What drove the big three automakers into the ground was not benefits and pensions. What drove the automakers (and the US steel industry in general) into the ground was a decades-long foreign trade policy that made it cheaper to import goods and services than to produce them domestically. If you want good quality workers (teachers included) you need to pay. I would rather pay good money for good professional teachers than have a race to the lowest and get folks that can not work in their field of training and end up teaching by default.

stanleybmanly's avatar

@Cruiser Those cherry pensions and benefits that we in the private sector only dream of NOW were routine 30 years ago. It isn’t that teachers and civil servants are pulling ahead of the private sector. It is that the private sector has been allowed to remove ROUTINE benefits from the work force. Teachers are merely receiving pensions and benefits we ALL had and DESERVE. It is true that other nations do a better job educating their children, and they achieve this while providing their teachers pensions and benefits superior to our own! Those pensions and benefits are the final feeble incentive to lure unsuspecting young idealists into a thankless profession under constant assault, with a burnout rate exceeding that of combat infantry platoons in Korea. Once again, it isn’t teachers or the schools that are failing our kids. The problem is that increasingly the kids arriving in our schools are so damaged and stressed from outside factors that they are in effect unteachable. As I said before, the schools are the place where the effects of a disjointed out of kilter society become impossible to ignore. It’s a dangerous mistake to suppose that ratcheting down pensions and benefits of teachers will solve a problem that is at heart about stressed out dysfunctional families and their resulting hopeless throwaway children.

stanleybmanly's avatar

By the way, you might believe that it was pensions and benefits that drove the big 3 automakers into the ground.

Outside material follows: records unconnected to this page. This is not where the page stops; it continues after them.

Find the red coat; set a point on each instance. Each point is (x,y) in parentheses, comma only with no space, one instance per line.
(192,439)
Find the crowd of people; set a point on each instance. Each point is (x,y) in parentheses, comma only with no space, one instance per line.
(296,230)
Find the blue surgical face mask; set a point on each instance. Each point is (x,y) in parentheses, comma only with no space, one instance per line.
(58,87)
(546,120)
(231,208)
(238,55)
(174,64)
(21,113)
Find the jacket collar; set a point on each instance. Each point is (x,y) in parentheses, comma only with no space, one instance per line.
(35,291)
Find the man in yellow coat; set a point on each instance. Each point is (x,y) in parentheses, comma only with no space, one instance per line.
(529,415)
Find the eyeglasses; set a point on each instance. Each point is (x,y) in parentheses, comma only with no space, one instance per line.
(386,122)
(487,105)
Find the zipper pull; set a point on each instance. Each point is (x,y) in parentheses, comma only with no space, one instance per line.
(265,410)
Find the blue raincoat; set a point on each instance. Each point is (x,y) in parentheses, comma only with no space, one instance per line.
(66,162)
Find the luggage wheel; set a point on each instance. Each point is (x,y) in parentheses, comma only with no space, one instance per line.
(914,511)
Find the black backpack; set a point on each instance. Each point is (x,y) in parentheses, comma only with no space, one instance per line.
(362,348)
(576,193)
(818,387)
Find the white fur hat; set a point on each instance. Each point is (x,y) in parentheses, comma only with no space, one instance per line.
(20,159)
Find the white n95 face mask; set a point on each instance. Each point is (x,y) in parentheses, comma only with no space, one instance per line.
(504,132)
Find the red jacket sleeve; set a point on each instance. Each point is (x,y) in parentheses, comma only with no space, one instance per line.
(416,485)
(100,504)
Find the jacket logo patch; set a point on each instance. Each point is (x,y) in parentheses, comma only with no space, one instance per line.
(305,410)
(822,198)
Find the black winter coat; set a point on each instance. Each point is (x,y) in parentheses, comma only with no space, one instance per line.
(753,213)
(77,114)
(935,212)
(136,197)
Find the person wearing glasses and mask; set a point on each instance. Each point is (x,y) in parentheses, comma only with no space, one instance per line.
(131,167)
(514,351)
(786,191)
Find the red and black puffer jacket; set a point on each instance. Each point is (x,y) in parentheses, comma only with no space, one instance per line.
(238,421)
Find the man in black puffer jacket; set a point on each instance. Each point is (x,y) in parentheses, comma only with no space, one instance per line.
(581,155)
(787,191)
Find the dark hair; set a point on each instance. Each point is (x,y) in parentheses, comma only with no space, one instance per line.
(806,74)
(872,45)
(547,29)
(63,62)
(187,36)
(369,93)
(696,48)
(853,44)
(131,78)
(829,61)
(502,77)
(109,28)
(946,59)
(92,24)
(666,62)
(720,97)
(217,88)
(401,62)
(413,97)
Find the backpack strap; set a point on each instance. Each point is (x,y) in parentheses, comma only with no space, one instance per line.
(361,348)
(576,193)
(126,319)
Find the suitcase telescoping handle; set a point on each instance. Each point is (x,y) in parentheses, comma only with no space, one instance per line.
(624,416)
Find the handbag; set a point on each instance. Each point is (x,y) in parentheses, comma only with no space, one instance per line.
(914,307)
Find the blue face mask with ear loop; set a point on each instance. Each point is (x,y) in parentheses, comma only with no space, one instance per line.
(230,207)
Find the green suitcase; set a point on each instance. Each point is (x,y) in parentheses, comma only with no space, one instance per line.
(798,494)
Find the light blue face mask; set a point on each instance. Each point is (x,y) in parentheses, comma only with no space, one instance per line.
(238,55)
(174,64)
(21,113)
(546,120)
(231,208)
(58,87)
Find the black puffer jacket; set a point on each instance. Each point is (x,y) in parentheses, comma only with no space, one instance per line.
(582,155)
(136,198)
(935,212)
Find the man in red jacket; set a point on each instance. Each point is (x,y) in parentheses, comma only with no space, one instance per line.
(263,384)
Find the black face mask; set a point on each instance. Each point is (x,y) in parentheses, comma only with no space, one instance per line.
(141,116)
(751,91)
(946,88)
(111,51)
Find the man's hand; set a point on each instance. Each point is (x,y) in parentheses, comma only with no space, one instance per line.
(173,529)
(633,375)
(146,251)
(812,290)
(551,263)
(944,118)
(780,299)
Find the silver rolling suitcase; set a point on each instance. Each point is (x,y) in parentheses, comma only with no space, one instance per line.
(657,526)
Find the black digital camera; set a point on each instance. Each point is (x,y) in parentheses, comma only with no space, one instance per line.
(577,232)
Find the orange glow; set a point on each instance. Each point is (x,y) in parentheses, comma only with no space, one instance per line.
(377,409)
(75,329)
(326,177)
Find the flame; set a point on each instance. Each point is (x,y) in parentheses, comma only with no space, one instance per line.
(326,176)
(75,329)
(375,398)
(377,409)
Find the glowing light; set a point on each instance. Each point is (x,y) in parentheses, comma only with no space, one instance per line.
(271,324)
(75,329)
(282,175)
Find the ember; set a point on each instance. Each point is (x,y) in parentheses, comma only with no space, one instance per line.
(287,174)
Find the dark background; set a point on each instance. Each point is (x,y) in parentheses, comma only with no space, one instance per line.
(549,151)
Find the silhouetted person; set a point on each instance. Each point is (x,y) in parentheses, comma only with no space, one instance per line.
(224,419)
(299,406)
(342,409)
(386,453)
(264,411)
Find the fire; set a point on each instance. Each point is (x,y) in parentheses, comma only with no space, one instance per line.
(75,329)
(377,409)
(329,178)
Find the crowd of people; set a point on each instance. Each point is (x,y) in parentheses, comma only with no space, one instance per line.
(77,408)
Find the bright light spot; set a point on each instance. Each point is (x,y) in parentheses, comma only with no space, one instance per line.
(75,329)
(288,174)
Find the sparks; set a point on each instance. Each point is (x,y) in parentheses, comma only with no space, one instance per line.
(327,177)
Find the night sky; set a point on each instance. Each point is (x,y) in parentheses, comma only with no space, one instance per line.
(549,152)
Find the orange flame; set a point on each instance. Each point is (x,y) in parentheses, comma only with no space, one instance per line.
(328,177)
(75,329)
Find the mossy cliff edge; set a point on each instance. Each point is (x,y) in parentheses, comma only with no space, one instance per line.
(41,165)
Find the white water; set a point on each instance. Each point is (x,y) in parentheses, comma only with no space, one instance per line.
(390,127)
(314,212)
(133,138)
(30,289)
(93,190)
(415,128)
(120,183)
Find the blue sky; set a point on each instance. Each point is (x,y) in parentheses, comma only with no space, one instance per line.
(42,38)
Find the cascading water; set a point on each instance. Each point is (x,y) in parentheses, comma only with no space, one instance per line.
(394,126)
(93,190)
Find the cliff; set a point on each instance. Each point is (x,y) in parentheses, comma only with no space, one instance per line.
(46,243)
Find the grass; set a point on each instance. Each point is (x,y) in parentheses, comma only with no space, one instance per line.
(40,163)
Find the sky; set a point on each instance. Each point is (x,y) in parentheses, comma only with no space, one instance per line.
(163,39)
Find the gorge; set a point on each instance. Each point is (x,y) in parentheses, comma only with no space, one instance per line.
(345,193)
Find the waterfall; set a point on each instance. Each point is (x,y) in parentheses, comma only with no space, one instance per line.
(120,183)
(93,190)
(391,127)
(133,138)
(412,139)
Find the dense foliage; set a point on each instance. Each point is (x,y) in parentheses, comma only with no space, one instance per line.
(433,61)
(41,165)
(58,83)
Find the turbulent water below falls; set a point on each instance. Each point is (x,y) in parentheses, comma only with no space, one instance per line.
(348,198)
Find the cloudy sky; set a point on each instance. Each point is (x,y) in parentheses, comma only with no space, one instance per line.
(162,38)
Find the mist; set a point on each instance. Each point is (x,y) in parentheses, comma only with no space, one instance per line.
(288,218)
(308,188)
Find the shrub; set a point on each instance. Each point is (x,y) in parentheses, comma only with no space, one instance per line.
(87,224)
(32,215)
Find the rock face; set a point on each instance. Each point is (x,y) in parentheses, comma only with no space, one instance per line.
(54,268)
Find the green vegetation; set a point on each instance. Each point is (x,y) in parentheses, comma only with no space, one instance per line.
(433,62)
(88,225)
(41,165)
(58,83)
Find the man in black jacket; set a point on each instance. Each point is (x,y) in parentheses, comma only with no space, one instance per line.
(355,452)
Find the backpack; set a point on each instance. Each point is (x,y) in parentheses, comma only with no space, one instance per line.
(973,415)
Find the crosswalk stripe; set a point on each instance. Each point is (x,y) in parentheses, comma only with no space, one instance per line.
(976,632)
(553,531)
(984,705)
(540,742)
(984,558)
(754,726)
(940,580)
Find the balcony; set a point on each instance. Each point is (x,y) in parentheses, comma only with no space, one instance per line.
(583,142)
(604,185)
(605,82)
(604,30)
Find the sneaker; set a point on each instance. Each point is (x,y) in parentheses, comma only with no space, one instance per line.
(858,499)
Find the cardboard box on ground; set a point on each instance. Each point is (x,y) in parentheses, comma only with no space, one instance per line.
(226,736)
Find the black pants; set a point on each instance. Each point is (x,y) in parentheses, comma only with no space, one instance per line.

My memory is that automakers problems were the result of shortsighted short term profit snatching market decisions on the part of people with stratospheric salaries and benefits.

Cruiser's avatar

@stanleybmanly It is time you look at the big picture. Years gone by and union were a powerful driving force behind cherry pensions and wages local and our National economy could support and health care for a family of 4 did not cost you 50% of your paycheck. Now with a growing global economy and foreign ownership of many companies and properties the ability to support cherry pensions and benefits is just a memory and things HAVE to change. Outsourcing is a cancer on our labor force and is a genie we cannot put back in the bottle. We have to face that times require that change our President spoke of but not the kind that is easy to swallow. Our local, state and national economies will not sustain themselves on old school pensions any longer. Our new governor is championing that this craziness stop now and privatize all these pension and SS programs so future generations can plan for retirement without burdening the next generation behind them. Pushing back against the Unions is a sure way to lose votes and I for one will welcome the day when we make policies in our state and Federal governments because it is the right thing to do and not the thing to do to insure votes next election cycle.